The Best of New York City’s Luxury Tech Show

Products included smart jewelry and a gadget that detects antibiotics in food

28 April 2015
For those who think they have it all, last month’s Luxury Technology Show in New York City reminded its visitors that they could have more. A self-tracking golf bag starting at US $15,000 or a weatherproof outdoor TV that costs $8,399 were just some of the items featured. For those who are the more practical types, however, there were several products I found to not only be relatively affordable, but also useful. I may have been swayed by the free champagne, but here are a few items I considered charging to my credit card.

  1. The Peloton Bike


    Getting to the gym after a long day’s work can be difficult, and using the equipment you already have at home is sometimes even less appealing, especially if no one is there to hold you accountable. Peloton, an indoor cycling company, helps solve both those problems by wirelessly streaming live spin classes right to its bikes’ 55-centimeter touch screens for customers to use in the comfort of their homes. The classes are taught by top instructors, and help provide a motivational aspect similar to participating in group fitness classes. Moreover, users can track their progress with the bike’s interactive display, which shows distance, speed, and calories burned over time, and also compares stats with other customers.

  2. Cuff

    Starting at $49

    For those who find fitness trackers and other wearables unattractive or inconvenient to wear, consider Cuff. While the smart jewelry can be mistaken for an ordinary fashion accessory, Cuff’s products have built-in sensors that serve a variety of functions. They can buzz when someone is trying to reach you by phone, track your physical activity for the day, or even call for help in case of an emergency. The app that syncs with the jewelry allows users to designate a contact person (or even an entire Facebook network) to send out an alert when they are in danger by pressing a button on their accessory. Those contacts will automatically receive the user’s location, live audio, and other information to get the person help.

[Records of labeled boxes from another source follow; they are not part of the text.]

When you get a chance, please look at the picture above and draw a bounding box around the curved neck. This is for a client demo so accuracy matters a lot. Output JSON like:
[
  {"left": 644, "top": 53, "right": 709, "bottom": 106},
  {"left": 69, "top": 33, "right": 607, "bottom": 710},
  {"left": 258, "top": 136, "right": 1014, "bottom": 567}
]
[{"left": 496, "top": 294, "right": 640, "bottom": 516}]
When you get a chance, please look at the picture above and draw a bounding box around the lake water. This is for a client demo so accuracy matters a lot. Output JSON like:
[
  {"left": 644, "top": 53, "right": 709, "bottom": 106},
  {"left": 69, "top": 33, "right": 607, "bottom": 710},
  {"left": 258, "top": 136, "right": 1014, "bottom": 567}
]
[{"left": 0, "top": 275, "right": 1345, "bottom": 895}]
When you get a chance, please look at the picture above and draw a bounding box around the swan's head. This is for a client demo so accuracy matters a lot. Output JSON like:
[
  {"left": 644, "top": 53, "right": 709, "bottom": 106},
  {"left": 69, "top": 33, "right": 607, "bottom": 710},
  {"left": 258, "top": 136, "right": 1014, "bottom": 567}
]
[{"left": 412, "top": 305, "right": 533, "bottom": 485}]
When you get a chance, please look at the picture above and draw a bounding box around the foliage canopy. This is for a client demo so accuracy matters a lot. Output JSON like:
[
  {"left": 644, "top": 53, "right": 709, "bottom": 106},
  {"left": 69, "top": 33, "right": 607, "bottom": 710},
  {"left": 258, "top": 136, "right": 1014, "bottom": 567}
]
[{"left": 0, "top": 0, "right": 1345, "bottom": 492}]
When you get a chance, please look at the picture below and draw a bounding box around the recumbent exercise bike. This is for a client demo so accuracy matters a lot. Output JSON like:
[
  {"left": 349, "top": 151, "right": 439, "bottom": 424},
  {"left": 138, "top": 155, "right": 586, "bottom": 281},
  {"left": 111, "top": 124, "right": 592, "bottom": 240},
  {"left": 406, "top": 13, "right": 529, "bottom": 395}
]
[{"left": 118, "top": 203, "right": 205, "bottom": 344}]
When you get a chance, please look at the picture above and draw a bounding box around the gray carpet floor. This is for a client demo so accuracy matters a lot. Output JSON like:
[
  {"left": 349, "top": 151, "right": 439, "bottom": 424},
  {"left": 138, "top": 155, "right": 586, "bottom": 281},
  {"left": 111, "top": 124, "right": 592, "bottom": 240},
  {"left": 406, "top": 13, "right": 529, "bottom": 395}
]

    Moreover, the system allows users to decide how to use various functions. For example, they can choose to set it so that pressing the button twice means a call for help. The accessories connect wirelessly to the Cuff app using Bluetooth and are compatible with most IoS and Android systems. The company even offers a jewelry box that is equipped with a charger, which will keep the battery alive for seven days.

  3. Penguin


    If you don’t entirely trust the “organic” and “all-natural” food labels, then you might be inclined to get the Penguin, a device that can check your groceries for antibiotics, which have been known to cause resistance to the drug in children as well as adults. Consumers can place a small piece of poultry, fish, or dairy product onto a cartridge with built-in electro-chemical nanosensors and then insert it inside the gadget to be analyzed. In two minutes, the screen will display how much antibiotic residue is present and will tell you whether the item is safe to eat. The gadget also can detect pesticides in fruits and vegetables as well as acidity, sodium, and glucose levels in other foods.  

  4. Petcube


    If I had a pet, I would most certainly want to check in on it while I’m away. The Petcube, a block-shaped gadget that is a cube 10-centimeters provides a 138-degree wide-angle camera view so that owners can watch their pets from their smartphones. It also provides a two-way audio stream through a built-in microphone and speaker so that not only can you hear your pets, but they also can hear you. Owners can place Petcube on the floor or any spot in the home. The Petcube app also lets users capture videos of their pets to share with others.

  5. InBody

    Starting at $5,495

    After all that working out and eating right (and virtually playing with your pet), you might want to use this machine to see the payoff. InBody is a digital scale that can break down body composition by muscle, fat, and water weight in less than a minute. Using a bioelectrical analysis method, the device sends out electrical currents that allows the scale to measure a variety of metrics, some of which are as specific as how well muscles are developed and how much fat is stored in each area of the body, such as the abdomen and arms. It even estimates how many calories a user burns while at rest.           

    It also can store data from previous weigh-ins and compare progress over time, making it a great tool for fitness trainers and physicians as well to help people target problem areas and personalize workouts and treatments.